– Отлично, – я и правда уже немного охрипла от криков, – отлично!
Наклонилась и с трудом, но чисто из упрямства подняла тяжеленькую, увесистую переносную печь. Прикатила ее к лавке на тележке и выставила на прилавок.
– Тогда за ремонт этой тетушкиной любимой печки одиннадцать монет.
– Как одиннадцать? Договаривались на камень для крыльца! Я же все привез!
Будто мне неизвестно было, что он на пару с кузеном промышлял на заброшенном карьере в горах и нелегально сбывал камень маленькими партиями. Жители Кончинки крутились, как могли, и меня вынуждали.
– Мне пришлось выменивать на починку чайника целый новый железный лист для ремонта, а он изначально не входил в стоимость. Значит, сверх прежнего монета, или я эту, – я оглядела древнюю, но теперь исправно работающую рухлядь, – печку увезу обратно.
– Так зачем обменивала? Хорошее там прежде было железо, годное.
Любимое слово для Кончинки. Годным здесь было все, от дерева до камня, даже если оно рассыпалось в пыль.
Молча, не тратя больше нервы на споры, я сняла с крюка на тележке вместительную полотняную сумку, сшитую девушкой Энис в обмен на реставрацию книжного пресса, поскольку мастерица на досуге еще и книги переплетала. Такими темпами я скоро тоже обзаведусь здесь второй профессией. Из сумки прямо на стойку я высыпала тот самый годный металл, изъеденный ржавчиной до состояния трухи, а сверху не поленилась и выложила более целые кусочки, которые можно было пустить разве что на металлический порошок.
– Возвращаю годный металл, – я выразительно посмотрела на мясника. Тот с очень грустным видом покосился на свой страшного вида нож, вздохнул, отер руки о фартук и полез под прилавок доставать мясо.
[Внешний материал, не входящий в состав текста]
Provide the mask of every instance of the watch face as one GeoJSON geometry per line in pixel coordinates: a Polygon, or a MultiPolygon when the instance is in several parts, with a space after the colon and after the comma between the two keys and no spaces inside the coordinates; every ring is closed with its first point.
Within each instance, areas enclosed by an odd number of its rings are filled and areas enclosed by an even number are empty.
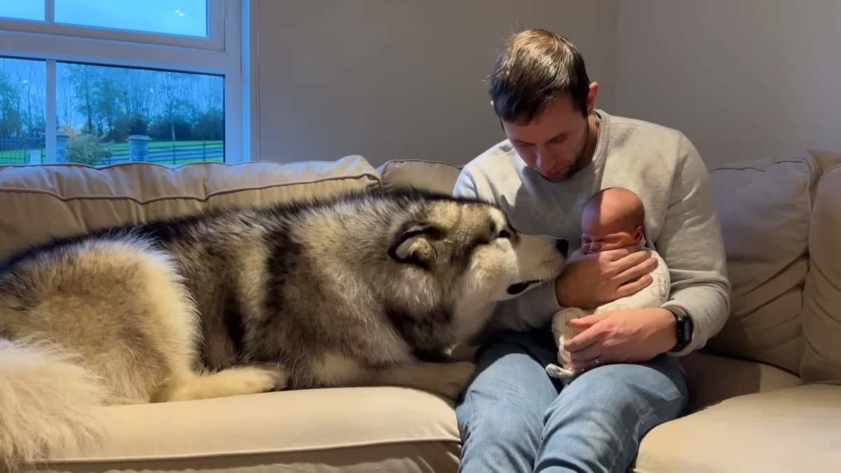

– Держи! – рядом с горкой бывшего металла лег пакет с куском мяса, а сверху немного погодя приземлился шпик, – а это крысе твоей. Ничто заразу не берет. Кота запугала. Ядом травиться не хочет. Можешь ее выдрессировать, чтобы ко мне не лазила? Супруга ночью хотела в подпол сойти, да увидела посреди комнаты большую плешивую крысу. Рыжую, вот точно как эта ржавчина. Чуть разрыв сердца не схватила. Еще и у соседей он едва не случился.
Еще бы. Супруга мясника обладала таким громким голосом, что ее визг посреди ночи мог воздействовать на слабые уши не хуже крика мифической гарпии. Подозреваю, в ту ночь нелегко пришлось всем.
– Она долго жила одна, – я пожала плечами, – не думаю, что поддается дрессировке.
Шпик быстро перекочевал в сумку поверх пакета с мясом. Кузнец же любовно огладил отреставрированную печь по покрытому эмалью боку. На что она ему? Модернизирует под коптильню?
– До встречи, – я махнула рукой, вышла из лавки и приметила краем глаза на другой стороне улицы мэра. Так быстро я, пожалуй, не удирала даже от посла.
В домике горела керосиновая лампа, в углу раздавался смачный хруст ужинавшей ржавой крысявки, как охарактеризовал ее мясник, я же, вмиг и почти не пережевывая, проглотила жаренную с мясом картошку и теперь с приятным чувством сытости оглядывала преобразившееся жилище. У окна расположилась мойка, кухонная тумба и шкаф с починенными и оклеенными декоративной бумагой дверцами (ремонт делался из всего, что попадалось под руку или приносилось жителями Кончинки, которых я все еще считала ушлыми, но уже начинала понимать причину сложившегося в городе натурального обмена). Напротив мойки возле стеклянных дверей, ведущих в заросший непролазный сад, стоял барный стол с полками и двумя стульями. Я как раз закончила ремонт второго, потому что один выглядел слишком сиротливо. После шумного отчего дома в моем собственном было чуточку тихо по вечерам. Стойку, на которую принимался товар для реставрации, я так и оставила напротив двери.